Throwing Injuries in the Elbow


With the start of the baseball season each spring, doctors frequently see an increase in elbow problems in young baseball players. A common elbow problem is Little Leaguer’s Elbow.

The elbow is the joint where the upper arm bone (humerus) meets the two bones of the lower arm (ulna and radius). The elbow is a combination hinge and pivot joint. The hinge part of the joint lets the arm bend like the hinge of a door; the pivot part lets the lower arm twist and rotate. The rounded ends of the upper arm bone give the elbow its two “knobs” or bumps (epicondyle). Several muscles, nerves and tendons (connective tissues between muscles and bones) cross at the elbow.

Injury occurs when the repetitive throwing creates an excessively strong pull on elbow tendons and ligaments. The young player feels pain at the knobby bump on the inside of the elbow.

Little Leaguer’s Elbow can be serious if it becomes aggravated. Repeated pulling can tear the ligament and tendon away from the bone. The tearing may pull tiny bone fragments with it in the same way a plant takes soil with it when it is uprooted. This can disrupt normal bone growth, resulting in deformity.
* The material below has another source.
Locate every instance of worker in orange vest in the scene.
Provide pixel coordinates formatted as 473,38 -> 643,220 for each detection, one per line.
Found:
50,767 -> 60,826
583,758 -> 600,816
Osteochondrosis dissecans is a less common condition that is also caused by excessive throwing and may be the source of the pain on the outside of the elbow.

Muscles work in pairs. In the elbow, if there is pulling on one side, there is pushing on the other side. As the elbow is compressed, the joint smashes immature bones together. This can loosen or fragment the bone and cartilage. The resulting condition is called osteochondrosis dissecans.

Risk Factors / Prevention

Little Leaguer’s Elbow affects pitchers and other players who throw repetitively. Continuing to throw may lead to major complications and jeopardize a youngster’s ability to remain active in a sport that requires throwing.


Little Leaguer’s Elbow may cause pain on the inside of the elbow. A child should stop throwing if any of the following symptoms appear:

  • Elbow pain
  • Restricted range of motion
  • Locking of the elbow joint

Treatment Options

If left untreated, osteochondrosis dissecans can become a complicated condition. Younger children tend to respond better to nonsurgical treatments.

  • Rest the affected area.
  • Apply ice packs to bring down any swelling.
  • If pain persists after a few days of complete rest of the affected area or if pain recurs when throwing is resumed, stop the activity again until the youngster gets treatment.
  • Return to throwing.

Treatment Options: Surgical

Surgery may be necessary, especially in girls more than 12 years old and boys more than 14 years old.